The Business System Analyst (BSA) will be accountable for the following working under BRM Business System Consultant and Project Manager direction:
• Understand the functional User Stories in detail and update the User Requirements Specification/ Functional Requirements Specification (URS/FRS) Document at each Sprint Level.
• Work closely with Business Systems Owner to define requirement criticality (Critical/Non Critical/Other) and update the URS/FRS accordingly.
• Work very closely with the Validation Team during the validation testing phase of the project and involve other project resources as needed.
• Participate in the requirements sessions scheduled with the vendor to understand business requirements in detail.
• Update Configuration Document as needed based on the requirements.

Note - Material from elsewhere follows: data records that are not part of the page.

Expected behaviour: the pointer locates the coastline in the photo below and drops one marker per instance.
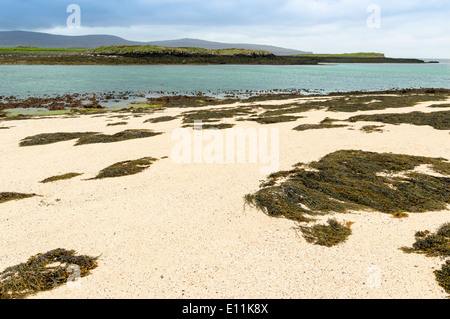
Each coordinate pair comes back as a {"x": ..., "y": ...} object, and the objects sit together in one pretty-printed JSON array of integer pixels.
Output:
[
  {"x": 91, "y": 59},
  {"x": 183, "y": 231}
]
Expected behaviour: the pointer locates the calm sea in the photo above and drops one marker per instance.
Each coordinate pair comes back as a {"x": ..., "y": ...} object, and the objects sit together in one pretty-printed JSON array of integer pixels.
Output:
[{"x": 37, "y": 80}]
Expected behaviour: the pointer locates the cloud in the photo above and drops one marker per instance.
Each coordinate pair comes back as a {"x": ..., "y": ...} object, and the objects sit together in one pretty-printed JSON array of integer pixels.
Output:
[{"x": 412, "y": 27}]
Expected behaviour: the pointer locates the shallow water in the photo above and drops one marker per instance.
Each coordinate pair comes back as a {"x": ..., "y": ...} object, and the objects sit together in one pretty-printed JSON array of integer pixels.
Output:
[{"x": 37, "y": 80}]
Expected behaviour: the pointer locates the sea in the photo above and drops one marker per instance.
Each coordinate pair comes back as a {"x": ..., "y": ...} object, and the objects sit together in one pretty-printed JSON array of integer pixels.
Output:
[{"x": 38, "y": 80}]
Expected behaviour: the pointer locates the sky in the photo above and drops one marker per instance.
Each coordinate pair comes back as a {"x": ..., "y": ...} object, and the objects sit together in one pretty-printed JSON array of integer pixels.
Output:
[{"x": 400, "y": 28}]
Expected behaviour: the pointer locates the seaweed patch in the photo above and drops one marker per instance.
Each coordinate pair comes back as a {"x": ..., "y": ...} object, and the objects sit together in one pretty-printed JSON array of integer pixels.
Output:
[
  {"x": 350, "y": 180},
  {"x": 50, "y": 138},
  {"x": 7, "y": 196},
  {"x": 126, "y": 168},
  {"x": 432, "y": 245},
  {"x": 161, "y": 119},
  {"x": 60, "y": 177},
  {"x": 435, "y": 245},
  {"x": 437, "y": 120},
  {"x": 118, "y": 137},
  {"x": 43, "y": 272},
  {"x": 326, "y": 235}
]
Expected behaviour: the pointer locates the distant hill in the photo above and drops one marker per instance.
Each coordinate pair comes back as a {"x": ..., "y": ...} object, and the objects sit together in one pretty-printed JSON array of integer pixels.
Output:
[{"x": 45, "y": 40}]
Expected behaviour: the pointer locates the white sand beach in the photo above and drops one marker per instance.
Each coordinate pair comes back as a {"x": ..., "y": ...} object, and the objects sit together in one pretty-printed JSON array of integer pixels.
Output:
[{"x": 182, "y": 230}]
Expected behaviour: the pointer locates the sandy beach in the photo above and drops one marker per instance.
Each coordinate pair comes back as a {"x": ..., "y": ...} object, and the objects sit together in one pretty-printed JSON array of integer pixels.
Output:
[{"x": 181, "y": 230}]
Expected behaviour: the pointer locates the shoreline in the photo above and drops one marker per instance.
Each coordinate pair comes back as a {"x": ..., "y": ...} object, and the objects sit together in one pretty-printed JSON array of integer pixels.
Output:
[
  {"x": 182, "y": 230},
  {"x": 97, "y": 59}
]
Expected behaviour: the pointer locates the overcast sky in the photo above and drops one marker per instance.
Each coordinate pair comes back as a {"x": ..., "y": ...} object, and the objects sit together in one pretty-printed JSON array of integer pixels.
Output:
[{"x": 403, "y": 28}]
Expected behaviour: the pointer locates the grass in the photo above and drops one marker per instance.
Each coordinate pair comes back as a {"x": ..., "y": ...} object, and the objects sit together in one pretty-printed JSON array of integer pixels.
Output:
[
  {"x": 118, "y": 137},
  {"x": 60, "y": 177},
  {"x": 188, "y": 51},
  {"x": 43, "y": 272},
  {"x": 326, "y": 235},
  {"x": 348, "y": 55},
  {"x": 6, "y": 197},
  {"x": 351, "y": 180},
  {"x": 39, "y": 50},
  {"x": 437, "y": 120},
  {"x": 126, "y": 168}
]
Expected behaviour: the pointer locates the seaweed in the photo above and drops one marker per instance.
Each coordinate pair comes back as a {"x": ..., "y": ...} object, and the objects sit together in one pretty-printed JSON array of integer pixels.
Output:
[
  {"x": 117, "y": 124},
  {"x": 125, "y": 168},
  {"x": 214, "y": 115},
  {"x": 350, "y": 180},
  {"x": 325, "y": 124},
  {"x": 161, "y": 119},
  {"x": 326, "y": 235},
  {"x": 275, "y": 119},
  {"x": 374, "y": 102},
  {"x": 372, "y": 129},
  {"x": 305, "y": 127},
  {"x": 432, "y": 245},
  {"x": 8, "y": 196},
  {"x": 43, "y": 272},
  {"x": 50, "y": 138},
  {"x": 439, "y": 105},
  {"x": 219, "y": 126},
  {"x": 443, "y": 276},
  {"x": 437, "y": 120},
  {"x": 118, "y": 137},
  {"x": 60, "y": 177}
]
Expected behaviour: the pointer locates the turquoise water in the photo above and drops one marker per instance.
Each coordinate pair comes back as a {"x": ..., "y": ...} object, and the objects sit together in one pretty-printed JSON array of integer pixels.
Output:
[{"x": 23, "y": 80}]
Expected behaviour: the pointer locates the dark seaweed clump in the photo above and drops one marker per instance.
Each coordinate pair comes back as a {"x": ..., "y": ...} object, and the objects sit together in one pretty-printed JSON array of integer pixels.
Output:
[
  {"x": 275, "y": 119},
  {"x": 326, "y": 235},
  {"x": 443, "y": 276},
  {"x": 432, "y": 245},
  {"x": 435, "y": 245},
  {"x": 161, "y": 119},
  {"x": 60, "y": 177},
  {"x": 49, "y": 138},
  {"x": 117, "y": 124},
  {"x": 6, "y": 197},
  {"x": 327, "y": 123},
  {"x": 219, "y": 126},
  {"x": 353, "y": 180},
  {"x": 43, "y": 272},
  {"x": 437, "y": 120},
  {"x": 121, "y": 136},
  {"x": 372, "y": 129},
  {"x": 126, "y": 168},
  {"x": 214, "y": 115},
  {"x": 440, "y": 105}
]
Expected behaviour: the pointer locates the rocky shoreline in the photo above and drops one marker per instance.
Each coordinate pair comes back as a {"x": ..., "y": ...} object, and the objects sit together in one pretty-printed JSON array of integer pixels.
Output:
[{"x": 71, "y": 58}]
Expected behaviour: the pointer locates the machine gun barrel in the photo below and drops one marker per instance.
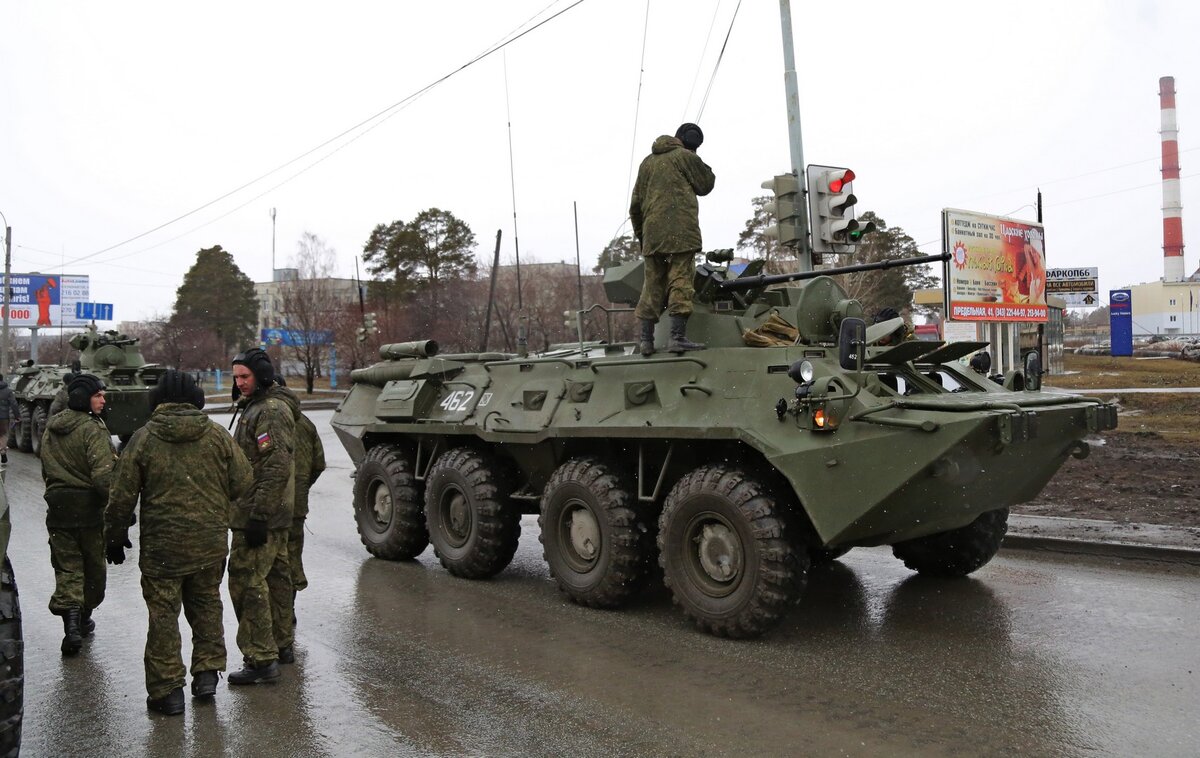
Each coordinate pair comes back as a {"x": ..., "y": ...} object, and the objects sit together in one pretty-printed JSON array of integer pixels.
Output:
[{"x": 762, "y": 280}]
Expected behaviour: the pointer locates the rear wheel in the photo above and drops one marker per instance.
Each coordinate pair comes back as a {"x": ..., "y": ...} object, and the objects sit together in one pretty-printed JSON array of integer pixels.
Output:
[
  {"x": 473, "y": 529},
  {"x": 388, "y": 505},
  {"x": 592, "y": 540},
  {"x": 958, "y": 552},
  {"x": 12, "y": 667},
  {"x": 40, "y": 417},
  {"x": 725, "y": 553},
  {"x": 25, "y": 433}
]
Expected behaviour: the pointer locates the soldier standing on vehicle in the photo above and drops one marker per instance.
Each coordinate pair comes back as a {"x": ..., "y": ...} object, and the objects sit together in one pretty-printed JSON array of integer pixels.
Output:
[
  {"x": 9, "y": 414},
  {"x": 77, "y": 467},
  {"x": 259, "y": 576},
  {"x": 186, "y": 471},
  {"x": 310, "y": 462},
  {"x": 666, "y": 221}
]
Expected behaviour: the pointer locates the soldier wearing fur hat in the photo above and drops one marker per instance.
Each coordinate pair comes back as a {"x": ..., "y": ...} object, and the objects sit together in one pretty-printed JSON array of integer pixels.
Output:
[
  {"x": 77, "y": 467},
  {"x": 186, "y": 471},
  {"x": 259, "y": 573}
]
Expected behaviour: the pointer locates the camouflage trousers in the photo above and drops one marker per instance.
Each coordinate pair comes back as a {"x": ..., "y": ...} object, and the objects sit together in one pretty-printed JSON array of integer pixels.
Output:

• Analyze opened issues by Project team QA resource, Validation team and end users and identify if the issue is a defect or a new requirement.
• Update the Change record to populate the required content, identify the required deliverables by discussing with team, get the change record peer reviewed and approved.
• Document User Acceptance Letter, Identification of Supporting System Document and Risk Assessment Document.
• Perform system testing as needed
• Participate in and sometimes lead Agile Ceremonies such as daily stand up meetings, Sprint Planning sessions and Sprint Demonstrations to understand the implementation of the functionality.

Key Skills – Required:
• Minimum 5 to 7 years BSA experience required.
• BS degree Computer Sciences or related field
• Experienced in writing requirements for projects in pharmaceutical company is a MUST.
• Experience in developing risk assessments, validation plans, protocols, test scripts and reports that support the qualification and validation of GxP systems.
• Collaborative, positive, self-motivated, team player.
• Experienced in working with multiple groups and cross functional departments.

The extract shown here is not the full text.